Interpreting our world

When other adults came looking for me after school, my teacher would tell them how unpleasant I was, how unworthy, how useless. The other adults listened to the teacher and accepted her words, thus confirming her version in my child’s mind.

Every word, every act, every gesture that I experienced in that moment convinced me day after day that I deserved to be abused.

Then my colleagues learned that they were going to abuse me, that they should pressure me or ignore me, hurt me however they wanted. Their role model, our teacher, was showing them how it was done.

His actions confirmed what he was already beginning to believe. I didn’t deserve anything, no love, no friendship, no respect. I was nothing. I was less than nothing. I was a target.

By the time my parents realized what was happening, I had already become a victim. Subconsciously he believed that he deserved what he received, that he did not deserve anything better. He was not even aware of the belief. Neither did my parents. They only understood that the professor had been rude to me. Then they transferred me to another school.

My first day at the new school was a nightmare. I was so afraid of meeting my new enemies and abusers and so convinced that I deserved them that I tried to shrink into my own body. The reality was to show me a victim again, of course. My new teacher did not insult or harass me, but decided to ridicule me and sat me at her table so that everyone could clearly see how unworthy I was. She took my. My new classmates immediately understood how unimportant it was. And then there was Phil, my new abuser, the kid in my class who took it upon himself to chase me and make fun of me so that the other kids would look at him. He would find the ugliest ways to hurt me while laughing at me and making others find fun in it.

My parents tried to seek help. But no one understood why he was being abused by different people in different places. That just seemed to prove that I was somehow causing the situation, being the only common denominator in all the scenes.

So my first teacher was right, wasn’t she? Life proved him right. I didn’t deserve anything. It was only worth having fun with others by teasing and hurting me. I really was and deserved to be a victim.

The after school school bullies immediately identified the victim in me and used me as a stepping stone on their way to greater heights. Life confirmed my belief every day. I was a victim.

A few years later it was a total disaster. He couldn’t face the school or the children. They terrified me. I had truly and completely victimized myself without even being aware that such a possibility existed. No one in my world understood that either. There was only doubt and confusion. No professional could explain why someone was always willing to abuse me. Some people suspected that I felt abused when no actual abuse had occurred. But he knew what he knew. Life was an abuse; Wherever I looked, wherever I lived, the abuse lived there too, and it had me as its target.

Until one day someone told me that I was a victim. “Victim” what a word. That person explained to me that I had become a victim by believing that interpretation of myself. We reviewed my life story from that perspective and I fully understood how I had come to interpret and see myself as a victim of others. From that first teacher who had all the power to the weakest child who had ever insulted me, I BELIEVED that I deserved to be treated because I WAS A VICTIM! That was my role in life.

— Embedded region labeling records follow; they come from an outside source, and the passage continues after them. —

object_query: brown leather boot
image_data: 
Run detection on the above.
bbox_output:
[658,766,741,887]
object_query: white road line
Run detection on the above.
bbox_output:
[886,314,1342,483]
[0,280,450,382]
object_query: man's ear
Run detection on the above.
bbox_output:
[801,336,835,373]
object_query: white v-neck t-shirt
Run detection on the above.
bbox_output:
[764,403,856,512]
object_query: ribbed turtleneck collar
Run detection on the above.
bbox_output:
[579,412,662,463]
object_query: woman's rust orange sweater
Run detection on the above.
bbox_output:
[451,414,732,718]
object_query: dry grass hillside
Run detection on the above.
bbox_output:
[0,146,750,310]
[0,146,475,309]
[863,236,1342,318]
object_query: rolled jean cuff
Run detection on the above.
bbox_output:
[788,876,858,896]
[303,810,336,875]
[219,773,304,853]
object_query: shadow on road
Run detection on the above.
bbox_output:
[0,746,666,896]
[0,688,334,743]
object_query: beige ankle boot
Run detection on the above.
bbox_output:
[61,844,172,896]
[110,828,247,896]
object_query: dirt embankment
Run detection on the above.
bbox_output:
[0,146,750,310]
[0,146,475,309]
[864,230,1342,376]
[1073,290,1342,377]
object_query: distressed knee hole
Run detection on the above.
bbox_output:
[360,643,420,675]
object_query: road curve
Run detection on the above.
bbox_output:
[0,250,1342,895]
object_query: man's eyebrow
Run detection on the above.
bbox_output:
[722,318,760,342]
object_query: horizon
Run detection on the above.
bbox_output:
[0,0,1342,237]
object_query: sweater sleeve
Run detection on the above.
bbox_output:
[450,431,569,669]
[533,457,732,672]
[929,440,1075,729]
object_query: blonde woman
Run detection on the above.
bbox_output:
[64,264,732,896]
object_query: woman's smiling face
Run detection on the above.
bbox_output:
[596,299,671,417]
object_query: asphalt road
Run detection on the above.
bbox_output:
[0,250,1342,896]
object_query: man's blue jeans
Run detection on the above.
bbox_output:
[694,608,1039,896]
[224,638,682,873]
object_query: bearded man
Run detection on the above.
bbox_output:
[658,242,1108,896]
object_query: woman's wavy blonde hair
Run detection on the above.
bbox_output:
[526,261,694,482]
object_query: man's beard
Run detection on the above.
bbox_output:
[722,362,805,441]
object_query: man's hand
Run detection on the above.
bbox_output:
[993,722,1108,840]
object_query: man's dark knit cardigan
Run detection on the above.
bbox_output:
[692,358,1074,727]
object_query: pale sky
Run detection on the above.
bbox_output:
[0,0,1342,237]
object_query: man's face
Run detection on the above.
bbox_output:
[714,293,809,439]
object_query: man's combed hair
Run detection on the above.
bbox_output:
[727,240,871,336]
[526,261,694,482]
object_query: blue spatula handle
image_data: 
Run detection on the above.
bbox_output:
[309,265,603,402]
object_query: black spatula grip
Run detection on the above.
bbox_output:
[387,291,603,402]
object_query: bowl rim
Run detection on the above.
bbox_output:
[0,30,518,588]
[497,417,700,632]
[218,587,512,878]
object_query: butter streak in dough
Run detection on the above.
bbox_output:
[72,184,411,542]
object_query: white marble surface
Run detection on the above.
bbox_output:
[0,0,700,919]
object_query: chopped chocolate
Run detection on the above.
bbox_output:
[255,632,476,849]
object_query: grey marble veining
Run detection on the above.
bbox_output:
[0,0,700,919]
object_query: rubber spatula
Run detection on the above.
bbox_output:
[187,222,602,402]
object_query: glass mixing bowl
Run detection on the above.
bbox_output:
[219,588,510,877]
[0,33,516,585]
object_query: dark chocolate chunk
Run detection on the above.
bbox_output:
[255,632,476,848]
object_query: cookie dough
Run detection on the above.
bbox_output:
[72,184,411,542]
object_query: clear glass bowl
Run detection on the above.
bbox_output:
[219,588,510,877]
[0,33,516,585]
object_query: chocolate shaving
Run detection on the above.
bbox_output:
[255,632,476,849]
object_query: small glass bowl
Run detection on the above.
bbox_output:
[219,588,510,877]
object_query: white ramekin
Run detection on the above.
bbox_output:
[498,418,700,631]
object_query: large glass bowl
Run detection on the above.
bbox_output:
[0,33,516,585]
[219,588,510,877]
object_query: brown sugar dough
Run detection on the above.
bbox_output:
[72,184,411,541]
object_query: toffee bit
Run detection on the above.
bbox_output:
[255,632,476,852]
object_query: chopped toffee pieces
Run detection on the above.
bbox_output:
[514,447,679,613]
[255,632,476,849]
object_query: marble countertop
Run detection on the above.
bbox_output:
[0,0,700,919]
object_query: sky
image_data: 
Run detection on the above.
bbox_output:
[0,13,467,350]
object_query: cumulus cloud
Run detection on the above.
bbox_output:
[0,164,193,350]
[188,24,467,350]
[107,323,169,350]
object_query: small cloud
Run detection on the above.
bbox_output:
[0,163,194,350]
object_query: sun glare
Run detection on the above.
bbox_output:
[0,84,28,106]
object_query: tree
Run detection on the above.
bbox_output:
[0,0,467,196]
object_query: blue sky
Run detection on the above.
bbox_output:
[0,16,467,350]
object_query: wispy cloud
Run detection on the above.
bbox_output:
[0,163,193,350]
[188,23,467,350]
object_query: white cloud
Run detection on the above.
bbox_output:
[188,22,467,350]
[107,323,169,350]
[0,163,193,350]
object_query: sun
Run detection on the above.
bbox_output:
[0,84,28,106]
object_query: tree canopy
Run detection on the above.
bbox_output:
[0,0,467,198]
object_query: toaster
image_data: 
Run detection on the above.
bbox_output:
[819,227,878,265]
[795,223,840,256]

Together we reviewed my life and took examples of the abuse I had suffered. That person helped me see that I had become a victim because that is what I believed I was. He also explained that abusers believed that only by trampling on others and using them to rise higher could they be respected and appreciated. Most of them learned that behavior at home and turned it into their own beliefs. They weren’t abusing me to hurt me; They didn’t even see me! They were abusing me because they believed it was the only way they would grow up and be seen by others. He was not a person but a medium.

By understanding my life story from this new perspective, I realized how I had come to believe myself a victim. My first teacher first brought that worldview into my mind. Maintaining power over me, I had believed that she was right. By confirming his point of view, my fledgling belief strengthened and solidified until there was no other possible interpretation in my mind. Everything I saw since then was just the confirmation of my subconscious belief.

Our beliefs are always confirmed by our reality because they act as its filter. My experience thus confirmed the role of my victim in life over and over again. Until that person helped me see that I was NOT a victim, but had decided to believe that I was. It also showed me that I could choose something else for myself. I could reinterpret my past from that new perspective and thus understand that I had not been abused, but that I had been victimized. Every insult, every punch, every comment had been proof of my victim’s role.

That day I decided to change my worldview and interpret my life story from a different perspective. “I am no longer a victim,” I declared. And true to my new belief, the world never attacked me again. Because he was no longer a victim. By believing me a NON-VICTIM, reality had to prove that I was right.

And has. These last few years have given me proof after proof of my role as a non-victim in life. There are still many people who need to step on others to earn respect, but they never choose me as their springboard again. When they look for someone to be their victim, they don’t see me. Because I am no longer a victim. I’m not on their radar. I am not a victim and they do not perceive me as such.

This is the story I wanted to tell you and the way I interpreted it. After all, life is a matter of interpretation. The story you tell me will eventually become my story. All stories can be told from many different perspectives. After all, storytellers choose how to tell them, don’t they?